Normal Jugular Venous Pulse (JVP):
The normal JVP consists of three positive pulse waves a, cand v and two negative pulse waves x and y.
The ‘A’ Wave: The ‘a’ wave is produced by retrograde transmission of the pressure pulse produced by right atrial contraction. In normal subjects the ‘a’ wave is often the largest positive wave visible, coinciding with the fourth heart sound.
1. ‘a’ wave is absent in atrial fibrillation
2. ‘a’ wave is diminished in
- Prolonged PR interval
3. Large or giant ‘a’ waves are present in
- Tricuspid stenosis
- Tricuspid atresia
- Right atrial myxoma
- Pulmonary stenosis
- Pulmonary hypertension
4. Cannon ‘a’ waves occur in
- Complete heart block when the right atrium and right ventricle contract simultaneously with a closed tricuspid valve.
- Ventricular tachycardia
- Ectopic beats
The ‘C’ Wave: the ‘c’ wave is produced by two events:
- Impact of the carotid artery adjacent to the jugular vein.
- Retrograde transmission of a positive wave in the right atrium produced by the right ventricular systole and the bulging of the tricuspid valve into the right atrium.
It normally begins at the end of the first heart sound and reaches its peak shortly after the first heart sound. The ‘c’ wave is not often seen clinically.
The ‘X’ Wave: ‘x’ descent is produced by:
- The downward displacement of the tricuspid valve during ventricular systole and resultant fall in right atrial pressure.
- Continued atrial relaxation.
Abnormalities of ‘x’ wave
- The ‘x’ descent is obliterated or may be replaced by a positive wave (‘s’ wave) in tricuspid regurgitation. This ‘s’ wave may fuse with ‘c’ and ‘v’ waves to produce a giant ‘v’ wave.
- The ‘x’ wave may sometimes be prominent in constrictive pericarditis.
The ‘V’ Wave: The ‘v’ wave occurs because of right atrial filling with the tricuspid valve closed during ventricular systole.
Abnormalities of ‘v’ wave
Giant ‘v’ waves, as discussed earlier, appear in tricuspid regurgitation:
The ‘Y’ Wave: The ‘y’ descent is produced by opening of the tricuspid valve and subsequent rapid inflow of blood from the right atrium to the right ventricle leading to a sudden fall of pressure in the right atrium which is reflected in the jugular veins. It corresponds with the third heart sound.

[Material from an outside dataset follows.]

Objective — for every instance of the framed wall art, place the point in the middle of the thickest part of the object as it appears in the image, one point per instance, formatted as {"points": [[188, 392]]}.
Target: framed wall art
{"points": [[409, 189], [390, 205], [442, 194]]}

The ascending limb of the ‘y’ wave is due to continuous diastolic inflow of blood into the great veins, right atrium and ventricle which are all in free communication during diastole.
1. Rapid ‘y’ descent occurs in
- Constructive pericarditis (Friedreich’s sign).
- Severe heart failure.
- Tricuspid regurgitation.
2. A short ‘y’ descent occurs in tricuspid stenosis
Jugular Venous Pressure
Normal: 3-4 cm of water.
Procedure: The patient is given a back rest to keep him at 45 degree. In this position, normally, the jugular vein is just seen above the clavicles. The upper level of the vein is noted and a ruler is kept at that level, parallel to the ground.
Another rule is put perpendicular to the first ruler upto the angle of Louis. The distance from the angle of Louis. The distance from the angle of Louis to the first ruler gives the jugular pressure. In the supine position the jugular pressure may falsely appear elevated whilst in the upright position it is falsely lowered.
The jugular veins are in direct continuity with the superior vena cava and the right atrium.
Elevated venous pressure occurs in:
- Right ventricular failure
- Cardiac tamponade
- Tricuspid stenosis
- Superior vena cava obstruction
- Hyperkinetic circulator state
- Increased blood volume
- Pulmonary diseases like asthma, emphysema
Normally inspiration lowers the jugular venous pressure giving an inspiratory collapse, because intrathoracic pressure falls and there is increased blood flow into the thorax. In contrast, when the intrapericardial pressure is raised as in constrictive pericarditis there is a paradoximal increase in jugular venous pressure on inspiration. This is called Kussmaul’s sign.
Normally, when pressure is applied over the abdomen for 30 seconds, initially there is a rise in jugular venous pressure (due to increased venous return), followed by a fall (due to the capacity of normal myocardium to accommodate the extra venous return).
However, in early cardiac failure, even before jugular pressure is elevated, there is a sustained elevated pressure in the jugular veins (for more than a minute) on pressure over the abdomen because the failing heart cannot compensate for the extra venous return. This is positive hepatojugular reflux.